1200 people on a train is 50 per cent too many: rail overcrowding getting worse

More than half of Melbourne's railway lines are consistently overcrowded in the morning peak, with some trains carrying hundreds more passengers than they are meant to.

In the worst case, on the Cranbourne and Pakenham lines, trains built to carry just under 800 passengers are crammed with more than 1200 people before they reach the city, data shows.

There is 'overloading' on all train lines servicing the north and western suburbs.
There is 'overloading' on all train lines servicing the north and western suburbs. Photo: Michael Clayton-Jones

The data, obtained through freedom of information laws by the Victorian Greens, reveals the system is failing to cope with passenger growth.

Between May 2014 and May 2015, an extra 4500 commuters joined the Dandenong rail corridor crush in the morning over a four-day survey period, but just one extra morning peak service a day was added to the timetable.

The situation was mirrored on six other lines that experienced rapid patronage growth in the morning peak last year but were given few or no extra services.

The Frankston, Sandringham, Craigieburn, Upfield, Sunbury and Werribee lines all grew by between 5 and 12 per cent in just a year, yet only the Sunbury and Werribee lines received extra services to handle the swelling load.


Barely any peak-hour services have been added to the metropolitan rail timetable since 2014, because the Andrews government rejected a planned timetable upgrade that had been drawn up under the former Napthine government.


Meanwhile, Metro is progressively increasing the capacity of each train from 798 to 900 passengers, by ripping out seats near the doors to increase standing room.

The Greens obtained the unfiltered patronage data from Public Transport Victoria's most recent passenger load survey, completed in May 2015.

PTV conducts twice annual counts of passenger numbers at stations just outside the City Loop to determine if crowds are within the load standard of 798 per train, as agreed in Metro's franchise agreement with the state.

The count is done on four weekdays and patterns of overcrowding are meant to trigger extra services on affected lines.

However, the survey excludes services that are affected by cancellations or late running, because these are held to distort a typical day of operations.

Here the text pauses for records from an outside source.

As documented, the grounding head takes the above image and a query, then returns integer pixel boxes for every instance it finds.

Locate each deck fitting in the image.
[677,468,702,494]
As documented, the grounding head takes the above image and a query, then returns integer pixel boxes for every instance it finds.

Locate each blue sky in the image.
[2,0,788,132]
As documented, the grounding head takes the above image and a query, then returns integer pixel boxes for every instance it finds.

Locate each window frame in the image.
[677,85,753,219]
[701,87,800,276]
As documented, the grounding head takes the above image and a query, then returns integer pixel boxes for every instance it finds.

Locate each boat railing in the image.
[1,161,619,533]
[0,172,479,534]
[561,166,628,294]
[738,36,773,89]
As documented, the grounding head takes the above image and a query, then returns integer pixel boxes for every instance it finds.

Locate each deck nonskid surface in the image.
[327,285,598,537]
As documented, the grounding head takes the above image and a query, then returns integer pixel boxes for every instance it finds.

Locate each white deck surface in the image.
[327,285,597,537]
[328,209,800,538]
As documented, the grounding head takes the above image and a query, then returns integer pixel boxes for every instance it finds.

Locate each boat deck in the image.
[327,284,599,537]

These excluded services are often overcrowded, meaning PTV's survey results contain fewer load breaches than the raw data.

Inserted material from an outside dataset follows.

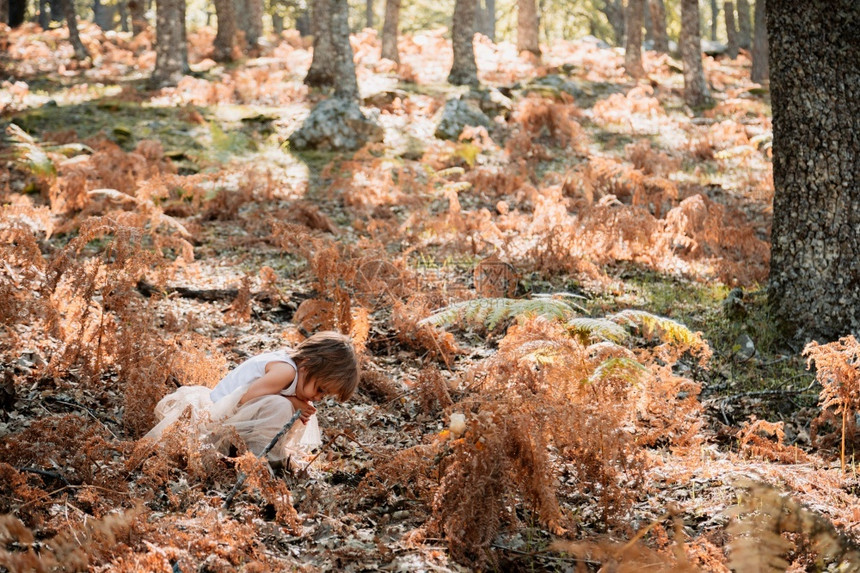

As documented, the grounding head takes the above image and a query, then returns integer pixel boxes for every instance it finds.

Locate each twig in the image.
[46,397,120,438]
[15,466,71,486]
[224,409,302,508]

Greens leader Greg Barber said the true picture was worse than PTV's survey indicated, with 199 of a total 464 services having breached the load standard. About 10 per cent of those services carried more than 1000 passengers.

"Raw data shows the government has been caught understating how overcrowded trains are," Mr Barber said.

"This problem has been getting steadily worse for years. This problem hasn't snuck up on the government, but their only response has been to rip out seats to squeeze more people in."

Mr Barber said the data supported the Greens' call for an investment in high-capacity signalling, which would enable trains to run more frequently.

Tony Morton, Public Transport Users Association president, said it was unfortunate that rail overcrowding was getting worse in the west and north of Melbourne, given billions had been spent to remove bottlenecks between Metro and V/Line trains on that part of the network.

"This is what the Regional Rail Link was meant to deal with and we haven't done the timetable upgrade that was meant to follow naturally on from that project, which was the rationale for spending $4 billion on a new rail line," he said.

Public Transport Minister Jacinta Allan pointed to the planned Melbourne Metro rail tunnel and the multibillion-dollar upgrade of the Cranbourne-Pakenham corridor as evidence the government was "investing more in major capacity-building projects than any government in Victoria's history".

"We've added extra services to Sunbury, and to the Werribee/Williamstown lines, and extra services will be considered across the network with the next metropolitan timetable change later this year," Ms Allan said.

The raw data presents a contrasting picture for Melbourne's northern and eastern suburbs, where rail patronage has shrunk.

Peak-hour patronage on the Alamein line, Melbourne's quietest, dropped a further 14 per cent in the year to May 2015.

It went backwards by eight per cent on the Glen Waverley line, and by five per cent on the Belgrave/Lilydale lines and the South Morang/Hurstbridge lines.